The company now expects to sell about 380m mobile phones this year - an adjustment from its previous forecast of 390m, which was published in October together with its third-quarter results.
A record 413m mobile phone handsets were sold worldwide in 2000, according to research firm Gartner Dataquest.
"It is unusual to see Nokia changing figures in such a short time," said Ben Wood, a senior analyst at Dataquest. "We've said that if the normal holiday sales jump isn't realised, it would be difficult to reach a target of 400m."
Nokia does not anticipate significant growth in the US economy until the end of 2002, said chief executive Jorma Ollila.
In Europe, the company's predictions are equally grim. "I don't think there's going to be any good news in Europe in the next nine months," said Ollila. "Europe will follow the US economy, with some delay."
Looking beyond Christmas, Nokia predicted that sales will pick up in 2002, with up to 440m handsets sold worldwide. This represents year-on-year market volume growth of between 10% and 15%. Double-digit annual volume growth should continue from 2002, said Nokia.
Wood backed the company's forecasts, saying that the industry will see a stable growth curve instead of jumps and falls. The number of handsets sold worldwide rose from 283m in 1999 to 413m in 2000. Dataquest now expects a 10% drop year-on-year for 2001.
"We are headed for a more stable growth curve, between 10% and 15%. The year 2001 is reflecting the phenomenal growth in 2000," Wood said.
Nokia repeated its long-term goal of gaining a 40% share of the handset market.
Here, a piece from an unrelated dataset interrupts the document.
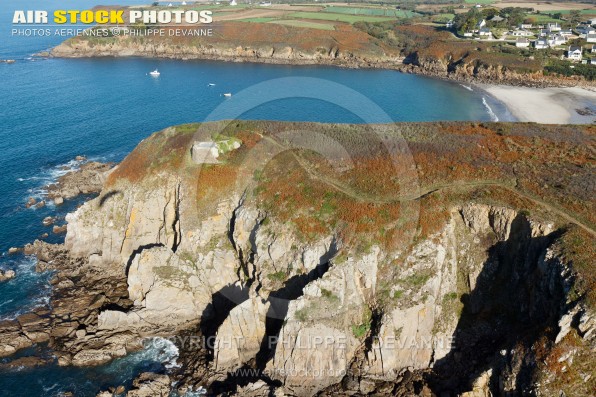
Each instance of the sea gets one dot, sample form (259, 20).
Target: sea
(52, 110)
The company held a 33.4% share in the third quarter of 2001, according to Dataquest.
Nokia said it expects 15% in revenue growth for both its handset and mobile infrastructure divisions for the full year 2002. The company also reiterated that it expects the number of mobile phone subscribers to hit one billion in the first half of next year, adding that 3G handsets should make up roughly 10% of handset sales in 2003.